The Indian markets despite showing some signs of recovery ended lower by about half a percent in the last session on weak global cues. Today, the start is likely to be in green on supportive cues from the global markets, ahead of the European Central Bank's policy meeting, scheduled for today. Traders will be getting some support with a private report stating that economic activity in the country lost some pace amid GST related disruptions but underlying growth momentum remains strong and the country may clock 6.7 percent growth this fiscal. Meanwhile, in a bid to provide a "major" thrust to job creation by enhancing India’s exports, the NITI Aayog has set up a task force to be headed by its Vice-Chairman Rajiv Kumar. The task force will propose a comprehensive plan of action to generate employment and alleviate under-employment in both goods and services sectors and low wages by boosting India’s exports in key labour-intensive industries. Export oriented stocks will be in focus, as the Commerce Minister Suresh Prabhu has said his ministry is looking at certain measures to rev up country's exports in a “shortest possible time” and will also strive to address the issues facing exporters post GST. He added that exports to GDP (gross domestic product) ratio of India has to improve substantially as the outbound shipments have a great ability to generate economic activity.
The US markets bounced back and ended higher following the sell-off seen in the previous session, on report that President Donald Trump agreed to support a measure that would raise the debt ceiling and fund the government for three months. The Asian markets have made mostly a green start taking cues from the US markets and investors weighed a US deal that ensures the funding of its government through mid-December against persistent geopolitical tensions. The Japanese market too was higher, as yen stayed lower after an overnight drop.
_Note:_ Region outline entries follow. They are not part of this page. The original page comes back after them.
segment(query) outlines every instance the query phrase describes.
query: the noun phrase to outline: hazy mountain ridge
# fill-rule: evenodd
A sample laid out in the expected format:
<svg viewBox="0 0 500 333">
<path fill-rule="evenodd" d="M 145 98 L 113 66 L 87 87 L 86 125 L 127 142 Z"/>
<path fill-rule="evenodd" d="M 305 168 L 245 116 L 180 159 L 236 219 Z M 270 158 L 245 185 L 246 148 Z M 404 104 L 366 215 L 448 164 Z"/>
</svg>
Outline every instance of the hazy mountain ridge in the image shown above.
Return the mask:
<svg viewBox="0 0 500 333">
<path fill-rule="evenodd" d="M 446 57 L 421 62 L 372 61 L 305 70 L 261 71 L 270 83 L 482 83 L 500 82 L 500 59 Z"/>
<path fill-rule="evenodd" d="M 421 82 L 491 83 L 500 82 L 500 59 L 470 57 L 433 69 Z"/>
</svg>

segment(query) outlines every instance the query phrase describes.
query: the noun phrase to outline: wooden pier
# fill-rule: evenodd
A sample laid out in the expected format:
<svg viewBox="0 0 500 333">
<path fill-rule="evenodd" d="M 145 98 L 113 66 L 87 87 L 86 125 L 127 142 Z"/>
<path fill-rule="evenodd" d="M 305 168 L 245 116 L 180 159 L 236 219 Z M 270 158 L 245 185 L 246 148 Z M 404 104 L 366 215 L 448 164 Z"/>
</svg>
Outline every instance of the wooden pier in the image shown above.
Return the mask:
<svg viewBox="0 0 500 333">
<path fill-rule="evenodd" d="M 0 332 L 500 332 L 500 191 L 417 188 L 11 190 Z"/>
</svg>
Back home, Wednesday turned out to be a disappointing day of trade for Indian equity benchmarks, with frontline gauges ending below their crucial 31,700 (Sensex) and 9,950 (Nifty) levels, as tensions over North Korea’s latest nuclear test showed few signs of abating and continued to spook global investors. Markets started off on pessimistic note as sentiments remained dampened with government saying that names of over 2.09 lakh firms have been struck off from register of companies for failing to comply with regulatory requirements and action has been initiated to restrict operations of their bank accounts. The Centre has also stepped up action against such entities by bringing in restrictions on the operation of their bank accounts by their existing directors and authorised representatives. Besides, cracking the whip, SEBI barred 19 domestic and foreign entities from securities markets for manipulation in issuances of global depository receipts and warned several others including FIIs. However, markets trimmed some of their initial losses in second half of the trade, as market participants took some solace with the new Commerce and Industry Minister Suresh Prabhu’s statement that the Ministry will soon bring out a policy framework for facilitating access to global markets for the Indian agriculture produce. The recovery proved short lived and was not able to take markets into green, as investors took note of Economic Survey-II saying that demonetization has hurt the informal economy and triggered a rush for distress labour under job guarantee scheme (MGNREGA), though the wages available under the scheme may also have helped contain rural unrest and a political backlash to some extent. Meanwhile, private report said that economic activity in the country lost some pace amid GST related disruptions but underlying growth momentum remains strong and the country may clock 6.7 percent growth this fiscal. Finally, the BSE Sensex lost 147.58 points or 0.46% to 31,661.97, while the CNX Nifty was down by 36.00 points or 0.36% to 9,916.20.